The Australian security software market is set to rise a staggering 65% by 2010, as vendors continue to binge on acquisitions to provide more bundled offerings, and users beef-up security infrastructure to combat new threats.
IDC's security system management analyst, Patrik Bihammar, says the local security market will increase from A$850 million to A$1.3 billion in less than three years.
Bihammar says security software will maintain its annual compound growth rate of 13.4%, well ahead of other software markets.
His assessment of the local market and emerging trends through to 2010 will be presented at IDC's security and continuity conference which will be held in Sydney on Tuesday.
Bihammar also talks about the 3S vendors (security, system and storage) following massive consolidation in the market with the EMC-RSA acquisition, Cisco and IronPort as well as Symantec's Altiris buy.

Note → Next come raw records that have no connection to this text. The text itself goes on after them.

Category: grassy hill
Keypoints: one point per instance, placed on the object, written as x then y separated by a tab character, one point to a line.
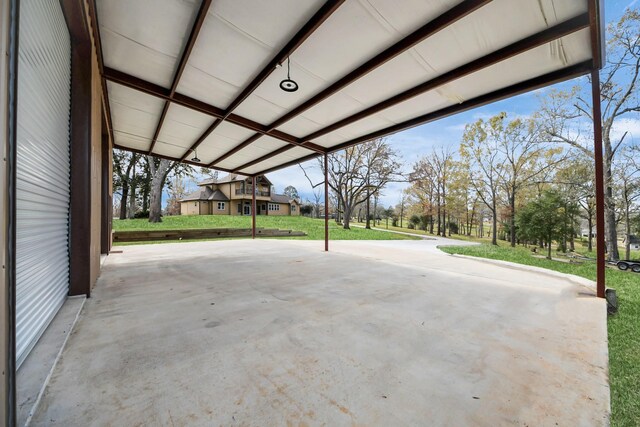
313	227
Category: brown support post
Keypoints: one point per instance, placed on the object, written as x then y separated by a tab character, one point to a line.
597	153
80	207
107	200
326	204
253	207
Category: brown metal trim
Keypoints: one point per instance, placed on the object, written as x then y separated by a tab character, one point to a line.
599	178
160	92
432	27
191	41
597	23
528	43
313	24
507	92
9	404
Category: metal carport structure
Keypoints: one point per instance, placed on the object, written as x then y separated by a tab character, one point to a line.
170	78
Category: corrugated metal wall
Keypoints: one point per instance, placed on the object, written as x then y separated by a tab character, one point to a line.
44	84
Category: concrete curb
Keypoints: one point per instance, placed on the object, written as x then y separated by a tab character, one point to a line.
34	408
555	274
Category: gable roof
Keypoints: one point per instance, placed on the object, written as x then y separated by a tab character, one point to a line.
233	177
187	75
280	198
204	194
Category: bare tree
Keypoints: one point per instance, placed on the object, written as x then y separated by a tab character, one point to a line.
358	171
479	153
124	171
567	112
628	189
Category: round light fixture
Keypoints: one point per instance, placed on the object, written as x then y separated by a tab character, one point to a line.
195	157
287	84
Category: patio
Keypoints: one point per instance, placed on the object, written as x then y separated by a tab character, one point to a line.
209	333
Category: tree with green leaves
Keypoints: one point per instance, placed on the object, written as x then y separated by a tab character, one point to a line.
543	219
291	192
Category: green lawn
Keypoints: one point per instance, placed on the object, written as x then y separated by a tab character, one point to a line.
313	227
624	327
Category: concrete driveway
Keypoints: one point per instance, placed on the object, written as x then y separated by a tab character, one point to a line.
277	332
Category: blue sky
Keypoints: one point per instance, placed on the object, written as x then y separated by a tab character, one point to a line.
415	143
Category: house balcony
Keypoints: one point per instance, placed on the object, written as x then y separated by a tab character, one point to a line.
248	192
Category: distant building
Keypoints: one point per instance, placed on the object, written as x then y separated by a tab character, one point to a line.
232	195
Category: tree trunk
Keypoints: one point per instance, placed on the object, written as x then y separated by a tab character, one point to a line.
572	240
132	201
512	220
494	223
590	222
124	199
611	236
158	176
347	217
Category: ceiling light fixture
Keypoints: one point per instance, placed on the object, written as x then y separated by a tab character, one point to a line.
195	156
287	84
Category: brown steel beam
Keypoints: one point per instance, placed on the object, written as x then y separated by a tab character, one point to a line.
191	41
290	163
253	207
159	92
567	27
106	203
507	92
313	24
448	18
265	157
80	202
95	28
160	156
326	203
573	71
531	42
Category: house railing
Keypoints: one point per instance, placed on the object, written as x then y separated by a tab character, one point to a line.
247	191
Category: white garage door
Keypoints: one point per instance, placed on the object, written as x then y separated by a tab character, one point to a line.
42	185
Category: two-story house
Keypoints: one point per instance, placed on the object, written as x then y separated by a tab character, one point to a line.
232	195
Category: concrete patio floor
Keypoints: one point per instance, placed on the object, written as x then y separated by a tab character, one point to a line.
277	332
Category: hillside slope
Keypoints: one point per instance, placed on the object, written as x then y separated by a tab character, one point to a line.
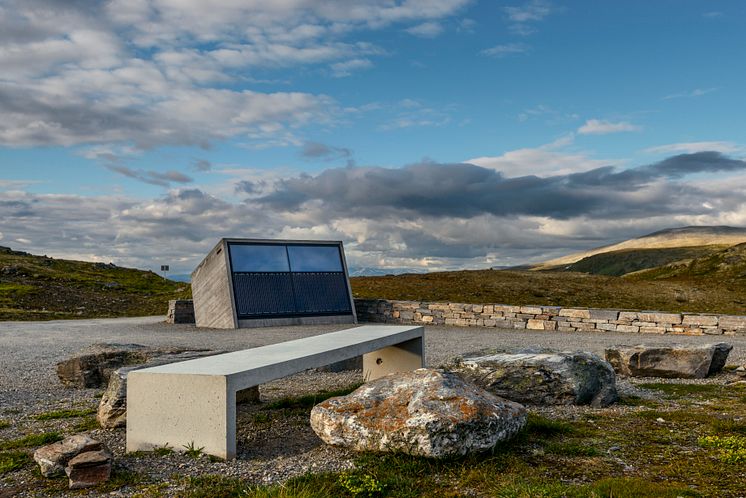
42	288
669	238
618	263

"There is a long way to go before we see true integration of [security into management solutions], and then we will know if these vendors are over-extending themselves," Bihammar says adding that a big inhibitor "3S" vendors will have to overcome is that departments are usually only interested in solutions specific to their area of responsibility.
Bihammar predicts security vulnerability testing will be beefed-up over the next few years.
To respond to rising application-based attacks, he says improved testing will start with the security-lax software development debugging phase.
"Attacks have changed their targets from the operating system to the application layer, and we will see more threats like macro viruses in [Microsoft] Office, browser cross-site scripting, buffer overflows and denial of service attacks," Bihammar says.
He warns in-house developed and managed security software will face extinction as dedicated anti-virus vendors begin playing cat-and-mouse with the increasing exposure of vulnerabilities and faster morphing of malware variants.
The United States compliance footprint will also raise the importance of security as Australia develops its own regulatory models.
"Compliance will be seen as a new class of vulnerability itself because non-compliance presents the risk of irreparable PR damage and massive financial penalties," he says.